Signatures and circuits of novelty-like cells in hippocampal CA1 in a mouse model of Alzheimer‘s disease
1 IEECR
The loss of memories is the earliest and often most detrimental symptom in the course of Alzheimer’s disease (AD), the most common form of dementia. The loss of neuronal cells, which some of are assumed to carry mnemonic information, suggests itself to be the leading cause of memory loss. Besides, the question of alternative mechanisms has been raised. Our lab recently showed that an additional cell ensemble in hippocampal CA1, so-called novelty-like cells, interfered with the engram and thus, impaired memory recall. This suggests a novel mechanism of memory impairment. However, the exact circuit that leads to the evocation of the interfering ensemble is still not known. A potential candidate circuit involves the actions of a specific type of somatostatin (SST)-expressing inhibitory interneurons, O-LM interneurons.
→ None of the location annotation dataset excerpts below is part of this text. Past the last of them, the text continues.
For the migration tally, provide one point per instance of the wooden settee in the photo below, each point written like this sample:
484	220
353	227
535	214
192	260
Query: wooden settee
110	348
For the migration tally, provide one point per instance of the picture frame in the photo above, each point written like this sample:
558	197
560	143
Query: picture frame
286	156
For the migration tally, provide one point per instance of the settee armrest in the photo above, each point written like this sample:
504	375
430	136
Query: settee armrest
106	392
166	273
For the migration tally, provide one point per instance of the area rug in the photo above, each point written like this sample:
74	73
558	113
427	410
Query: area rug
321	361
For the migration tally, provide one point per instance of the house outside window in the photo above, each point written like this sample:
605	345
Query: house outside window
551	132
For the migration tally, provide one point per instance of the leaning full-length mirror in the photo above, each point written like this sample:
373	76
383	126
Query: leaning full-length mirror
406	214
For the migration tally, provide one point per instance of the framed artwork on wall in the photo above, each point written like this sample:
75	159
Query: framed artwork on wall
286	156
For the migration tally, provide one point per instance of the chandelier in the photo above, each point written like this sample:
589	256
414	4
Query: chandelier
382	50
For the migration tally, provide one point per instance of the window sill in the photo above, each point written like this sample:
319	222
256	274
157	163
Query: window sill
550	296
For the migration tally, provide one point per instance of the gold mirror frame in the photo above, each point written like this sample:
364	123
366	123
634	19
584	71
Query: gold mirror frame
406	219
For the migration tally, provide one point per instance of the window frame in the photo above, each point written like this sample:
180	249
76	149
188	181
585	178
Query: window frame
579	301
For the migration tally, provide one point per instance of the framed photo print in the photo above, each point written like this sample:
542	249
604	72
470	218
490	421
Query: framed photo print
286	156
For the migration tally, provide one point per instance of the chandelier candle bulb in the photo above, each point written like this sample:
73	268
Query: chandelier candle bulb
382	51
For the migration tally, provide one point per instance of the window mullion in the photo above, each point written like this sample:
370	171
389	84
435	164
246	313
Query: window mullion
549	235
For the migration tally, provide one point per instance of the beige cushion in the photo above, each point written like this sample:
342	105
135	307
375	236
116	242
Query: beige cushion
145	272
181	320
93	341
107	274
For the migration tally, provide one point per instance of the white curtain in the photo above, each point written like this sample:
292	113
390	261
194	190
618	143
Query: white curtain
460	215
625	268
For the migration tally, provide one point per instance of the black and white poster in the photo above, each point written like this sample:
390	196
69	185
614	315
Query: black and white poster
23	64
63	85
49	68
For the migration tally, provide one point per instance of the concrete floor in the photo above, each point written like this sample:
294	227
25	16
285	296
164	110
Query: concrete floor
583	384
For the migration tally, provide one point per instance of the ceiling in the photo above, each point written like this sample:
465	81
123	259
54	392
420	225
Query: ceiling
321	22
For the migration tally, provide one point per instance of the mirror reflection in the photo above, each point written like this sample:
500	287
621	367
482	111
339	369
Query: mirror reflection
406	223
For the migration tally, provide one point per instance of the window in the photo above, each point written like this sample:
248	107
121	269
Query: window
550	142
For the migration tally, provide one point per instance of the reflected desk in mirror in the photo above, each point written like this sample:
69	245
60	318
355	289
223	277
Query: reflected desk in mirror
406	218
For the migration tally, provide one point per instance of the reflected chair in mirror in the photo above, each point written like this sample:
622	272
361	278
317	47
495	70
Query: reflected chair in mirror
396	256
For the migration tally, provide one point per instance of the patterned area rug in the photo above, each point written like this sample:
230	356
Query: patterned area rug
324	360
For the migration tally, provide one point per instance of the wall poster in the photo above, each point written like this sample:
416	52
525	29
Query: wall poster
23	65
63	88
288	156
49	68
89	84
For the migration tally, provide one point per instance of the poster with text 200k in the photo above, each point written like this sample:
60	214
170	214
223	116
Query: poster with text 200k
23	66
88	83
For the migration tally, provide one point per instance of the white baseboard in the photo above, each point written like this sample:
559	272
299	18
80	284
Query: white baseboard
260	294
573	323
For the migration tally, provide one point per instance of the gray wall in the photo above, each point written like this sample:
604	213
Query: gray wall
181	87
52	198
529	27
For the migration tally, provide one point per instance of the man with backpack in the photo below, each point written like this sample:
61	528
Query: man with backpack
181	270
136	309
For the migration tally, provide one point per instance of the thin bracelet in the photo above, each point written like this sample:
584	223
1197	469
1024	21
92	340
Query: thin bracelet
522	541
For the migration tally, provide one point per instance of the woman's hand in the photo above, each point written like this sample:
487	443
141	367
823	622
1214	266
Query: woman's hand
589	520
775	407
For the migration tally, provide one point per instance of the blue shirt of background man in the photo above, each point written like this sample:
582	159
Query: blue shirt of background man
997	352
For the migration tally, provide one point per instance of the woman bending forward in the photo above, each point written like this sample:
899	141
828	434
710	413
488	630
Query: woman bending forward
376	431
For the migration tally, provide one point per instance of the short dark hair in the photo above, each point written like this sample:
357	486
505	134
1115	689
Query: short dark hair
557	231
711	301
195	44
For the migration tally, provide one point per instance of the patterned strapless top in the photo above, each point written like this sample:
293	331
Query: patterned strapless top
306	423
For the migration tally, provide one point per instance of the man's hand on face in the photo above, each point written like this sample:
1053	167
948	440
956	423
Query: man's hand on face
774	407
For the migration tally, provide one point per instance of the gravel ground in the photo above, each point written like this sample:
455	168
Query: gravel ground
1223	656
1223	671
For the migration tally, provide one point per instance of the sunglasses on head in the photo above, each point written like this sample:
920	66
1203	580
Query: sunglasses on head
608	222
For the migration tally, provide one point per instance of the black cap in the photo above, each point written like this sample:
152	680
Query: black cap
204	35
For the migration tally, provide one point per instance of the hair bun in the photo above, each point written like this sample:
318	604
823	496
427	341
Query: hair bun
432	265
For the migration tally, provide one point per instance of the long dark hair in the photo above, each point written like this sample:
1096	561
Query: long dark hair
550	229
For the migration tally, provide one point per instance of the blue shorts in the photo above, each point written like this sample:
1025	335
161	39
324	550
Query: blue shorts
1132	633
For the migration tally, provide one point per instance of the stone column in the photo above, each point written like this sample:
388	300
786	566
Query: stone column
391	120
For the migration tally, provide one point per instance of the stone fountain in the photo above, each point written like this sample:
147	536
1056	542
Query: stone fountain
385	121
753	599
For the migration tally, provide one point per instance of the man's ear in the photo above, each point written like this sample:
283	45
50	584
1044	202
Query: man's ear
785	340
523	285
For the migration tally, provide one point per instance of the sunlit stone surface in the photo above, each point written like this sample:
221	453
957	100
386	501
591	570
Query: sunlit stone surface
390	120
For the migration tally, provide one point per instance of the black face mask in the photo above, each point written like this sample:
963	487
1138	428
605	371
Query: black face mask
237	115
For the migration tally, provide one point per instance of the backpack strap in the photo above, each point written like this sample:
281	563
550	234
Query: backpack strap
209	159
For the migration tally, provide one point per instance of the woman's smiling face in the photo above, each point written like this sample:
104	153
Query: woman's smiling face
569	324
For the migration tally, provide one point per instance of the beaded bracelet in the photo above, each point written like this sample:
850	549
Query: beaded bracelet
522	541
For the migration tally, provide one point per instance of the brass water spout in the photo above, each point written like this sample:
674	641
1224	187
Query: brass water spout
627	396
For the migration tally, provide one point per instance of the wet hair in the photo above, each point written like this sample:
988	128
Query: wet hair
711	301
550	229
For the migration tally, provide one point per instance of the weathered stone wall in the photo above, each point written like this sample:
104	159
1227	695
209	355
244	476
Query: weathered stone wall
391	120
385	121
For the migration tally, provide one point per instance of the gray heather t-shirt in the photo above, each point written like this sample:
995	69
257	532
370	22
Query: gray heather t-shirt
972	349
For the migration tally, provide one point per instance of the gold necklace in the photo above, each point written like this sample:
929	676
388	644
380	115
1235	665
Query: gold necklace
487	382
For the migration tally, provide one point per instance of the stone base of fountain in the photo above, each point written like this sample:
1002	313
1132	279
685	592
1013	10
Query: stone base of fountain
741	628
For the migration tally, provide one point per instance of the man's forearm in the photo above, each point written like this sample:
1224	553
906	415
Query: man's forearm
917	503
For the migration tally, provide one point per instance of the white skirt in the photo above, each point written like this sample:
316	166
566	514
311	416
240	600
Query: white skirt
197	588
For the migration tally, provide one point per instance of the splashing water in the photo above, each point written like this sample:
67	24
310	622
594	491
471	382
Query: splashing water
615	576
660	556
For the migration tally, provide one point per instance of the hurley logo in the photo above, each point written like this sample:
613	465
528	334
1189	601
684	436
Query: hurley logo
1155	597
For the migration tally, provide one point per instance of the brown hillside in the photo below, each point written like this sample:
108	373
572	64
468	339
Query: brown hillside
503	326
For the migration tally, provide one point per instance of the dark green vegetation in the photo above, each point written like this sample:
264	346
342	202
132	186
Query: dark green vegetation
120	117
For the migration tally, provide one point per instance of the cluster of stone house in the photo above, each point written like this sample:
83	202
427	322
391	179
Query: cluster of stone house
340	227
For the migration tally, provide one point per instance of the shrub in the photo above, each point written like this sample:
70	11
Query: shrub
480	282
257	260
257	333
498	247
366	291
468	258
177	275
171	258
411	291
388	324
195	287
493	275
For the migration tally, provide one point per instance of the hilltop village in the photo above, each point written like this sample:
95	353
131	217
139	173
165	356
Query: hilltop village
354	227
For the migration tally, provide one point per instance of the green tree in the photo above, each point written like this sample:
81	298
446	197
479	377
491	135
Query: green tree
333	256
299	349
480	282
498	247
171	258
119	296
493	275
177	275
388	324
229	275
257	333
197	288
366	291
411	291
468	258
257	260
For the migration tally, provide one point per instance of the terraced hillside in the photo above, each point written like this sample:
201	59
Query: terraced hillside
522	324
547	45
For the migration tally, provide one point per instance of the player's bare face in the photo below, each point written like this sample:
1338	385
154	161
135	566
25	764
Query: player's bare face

In this project, we will address the role of O-LM interneurons during hippocampus-dependent associative learning. We expect the chemogenetic inactivation of O-LM interneurons during memory formation to mimic the interfering ensemble during memory recall and thus, cause recall impairment. By using further chemogenetic tools and behavioral tasks we try to answer the question whether this interfering ensemble is associated with novelty. Conversely, in a mouse model of AD, chemogenetic activation of O-LM interneurons may be sufficient to prevent novelty-like activity in CA1. The analysis of neuronal activity will be performed by examining the immediate early gene cfos at the transcriptional and protein level, using RNA-FISH and immunohistochemistry, respectively.